Baru sejak tahun 2002 anggaran pedidikan mulai di naikkan untuk memenuhi amanat
UU pendidikan nasional. Itupun masih menunggu optimalisasi pemerataan anggaran
ke seluruh satuan pendidikan.
PENUTUP
A. Simpulan
Dari pembahasan di atas
dapat di simpulkan bahwa ada beberapa factor yang menyebabkan salahnya paradigma
pendidikan di Indonesia yang pertama: mempersiapkan anak didik yang “siap
pakai”. Hal ini secara mendasar telah membentuk budaya Employye. Kita
seharusnya mempersiapkan anak didik yang “siap memakai”. Kedua:Pemerintah dalam
hal ini dianggap tdak pernah berbuat salah dan tidak boleh dianggap salah
membuat keputusan merugikan rakyat seperti ujian dengan system multiple choices
yang menyebabkan anak didik kurang mampu menganalisa. Ketiga:Kekeliruan
paradigma pendidikan kita yang lain adalah adanya standar Terdaftar, Diakui,
Disamakan, yang ditentukan oleh pemerintah padahal terdapat sekolah swasta yang
memiliki gedung yang lebih baik dari sekolah negeri namun sangat sulit mendapat
status disamakan. Dan terakhir: sistem pendidikan kita belum mampu mengakomodir
perbedaan potensi dan kemampuan setiap individu anak bangsa ini.
B. Saran
Diharapkan kepada para
pengambil kebijakan, guru dan stakeholder pendidikan lainnya seperti orang tua
dan LSM, agar bisa fokus untuk memperbaiki kesalahan paradigma tentang
pendidikan yang terjadi di negeri ini serta turunan masalahnya. agar nasib
bangsa ini lebih baik dan bermartabat.
4.
Factor
yang berpengaruh terhadap pembangunan pendidikan
1. Perkembangan Iptek dan Seni
a.
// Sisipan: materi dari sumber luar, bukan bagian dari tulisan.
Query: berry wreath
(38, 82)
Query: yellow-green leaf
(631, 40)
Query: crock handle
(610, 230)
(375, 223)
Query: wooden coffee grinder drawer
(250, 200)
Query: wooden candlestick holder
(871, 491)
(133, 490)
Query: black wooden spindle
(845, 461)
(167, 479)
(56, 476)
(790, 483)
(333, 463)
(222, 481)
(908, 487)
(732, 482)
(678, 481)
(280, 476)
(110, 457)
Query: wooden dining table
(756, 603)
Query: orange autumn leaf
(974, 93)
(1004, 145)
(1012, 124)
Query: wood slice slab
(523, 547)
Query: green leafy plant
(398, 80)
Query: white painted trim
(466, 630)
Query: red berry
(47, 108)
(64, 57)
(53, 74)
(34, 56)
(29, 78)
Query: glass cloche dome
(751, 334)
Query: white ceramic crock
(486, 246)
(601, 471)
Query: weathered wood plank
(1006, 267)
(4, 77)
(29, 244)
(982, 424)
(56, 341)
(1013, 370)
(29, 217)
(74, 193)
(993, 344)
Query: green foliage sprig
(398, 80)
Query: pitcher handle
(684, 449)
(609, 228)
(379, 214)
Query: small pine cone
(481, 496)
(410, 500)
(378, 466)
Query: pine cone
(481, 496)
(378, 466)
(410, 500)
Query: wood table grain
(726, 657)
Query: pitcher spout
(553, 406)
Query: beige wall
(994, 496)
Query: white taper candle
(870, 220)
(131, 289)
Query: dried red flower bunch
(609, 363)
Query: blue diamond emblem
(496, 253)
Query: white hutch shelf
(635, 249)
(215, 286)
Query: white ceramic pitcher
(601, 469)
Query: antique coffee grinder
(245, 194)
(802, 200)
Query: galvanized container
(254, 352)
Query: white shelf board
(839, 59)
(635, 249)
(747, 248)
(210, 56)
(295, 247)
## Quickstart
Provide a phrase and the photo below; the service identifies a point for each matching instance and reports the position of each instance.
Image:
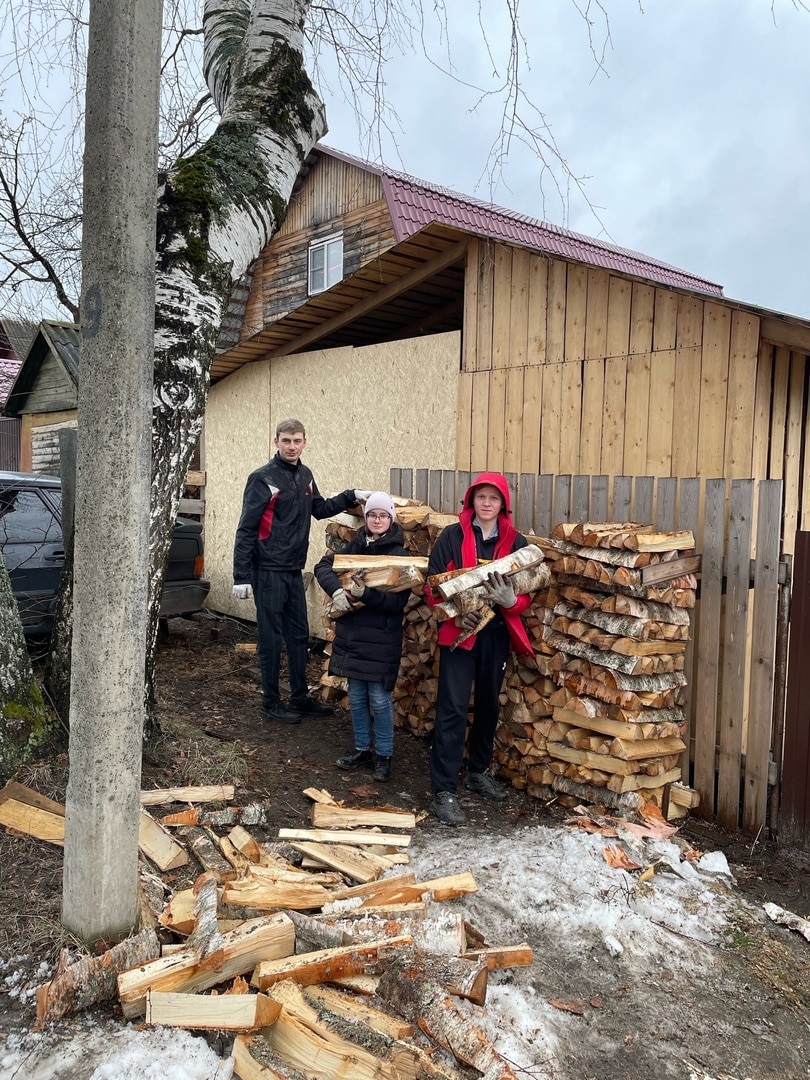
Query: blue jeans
(364, 699)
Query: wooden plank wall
(730, 663)
(337, 197)
(575, 369)
(795, 810)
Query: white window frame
(331, 269)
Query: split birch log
(254, 1058)
(325, 1043)
(203, 794)
(612, 556)
(361, 866)
(522, 558)
(325, 964)
(258, 891)
(242, 949)
(606, 658)
(646, 609)
(339, 1001)
(334, 817)
(206, 853)
(93, 979)
(226, 1012)
(621, 625)
(473, 597)
(423, 1000)
(205, 939)
(404, 889)
(346, 836)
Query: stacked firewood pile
(611, 633)
(318, 952)
(597, 712)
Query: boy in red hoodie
(484, 532)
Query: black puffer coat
(367, 642)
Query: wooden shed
(412, 327)
(44, 394)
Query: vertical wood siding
(575, 369)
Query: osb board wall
(364, 409)
(576, 369)
(335, 197)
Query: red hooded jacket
(456, 548)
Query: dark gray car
(30, 536)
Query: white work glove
(500, 590)
(340, 601)
(356, 588)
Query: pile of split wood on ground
(318, 962)
(597, 713)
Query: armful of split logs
(464, 591)
(390, 574)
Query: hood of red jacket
(497, 480)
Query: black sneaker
(354, 760)
(483, 784)
(280, 714)
(308, 706)
(445, 807)
(381, 769)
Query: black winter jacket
(279, 502)
(368, 640)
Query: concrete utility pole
(117, 348)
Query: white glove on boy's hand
(500, 590)
(340, 601)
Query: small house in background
(414, 327)
(44, 394)
(15, 337)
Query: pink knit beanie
(380, 500)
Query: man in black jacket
(280, 500)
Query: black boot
(355, 759)
(382, 769)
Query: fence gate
(734, 700)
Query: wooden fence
(739, 629)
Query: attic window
(325, 264)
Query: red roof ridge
(415, 203)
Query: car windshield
(25, 518)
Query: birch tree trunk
(216, 211)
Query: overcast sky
(694, 137)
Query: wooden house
(413, 327)
(44, 394)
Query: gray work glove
(500, 590)
(358, 588)
(340, 601)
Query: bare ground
(752, 1020)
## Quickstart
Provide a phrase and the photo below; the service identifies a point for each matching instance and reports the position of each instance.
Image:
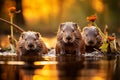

Perkembangan Iptek
Hubungan antara pendidikan dan iptek itu
misalnya suatu teknologi baru yang digunakan dalam suatu proses produksi
menimbulkan kondisi ekonomi sosial baru lantaran perubahan persyaratan kerja,
dan juga penguraian jumlah tenaga kerja atau jam kerja, kebutuhan bahan-bahan
baru. Kondisi tersebut dapat mempengaruhi perubahan isi pendidikan dan
metodenya.
b. Perkembangan seni
Dilihat dari segi tujuan pendidikan
yaitu terbentuknya manusia seutuhnya aktifitas kesenian mempunyai andil yang
besar karena dapat mengisi pengembangan dominant efektif khususnya emosi yang
posiutif dan konstruktif serta keterampilan disamping dominant kognitif yang
sudah digarap melalui program/bidang studi yang lain.
2. Laju Pertumbuhan Penduduk
Masalah
kependudkkan dan kependidikan diantaranya pertumbuhan penduduk dengan
bertambahnya penduduk sarana dan prasarana pendidikan beserta komponen
penunjang terselenggaranya pendidikan harus bertambah, serta penyebaran
penduduk seperti digambarkan menimbulkan kesulitran dalam penyediaan sarana
pendidikan.
3. Aspirasi Masyarakat
Aspirasi
masyarakat dalam banyak hal yang meningkat,khususnya dalam aspirasi terhadap
pendidikan, hidup yang sehat aspirasi terhadap pekerjaan kesemuanya ini
mempengaruhi peningkatan aspirasi terhadap pendidikan dan pendidikan memberikan
jaminan untuk memperoleh pekerjaanb yang layak dan menetap itu.
4. Keterbelakangan Budaya dan Sarana
Kehidupan
Keterbelakangan
budaya adalah salah satu istilah yang diberikan oleh sekelompok masyartakat
(yang menganggap dirinya sudah maju) bagi masyarakat pendukung budaya,
kebudayaannya pasti dipandang sebagai sesuatu yang bernilai baik.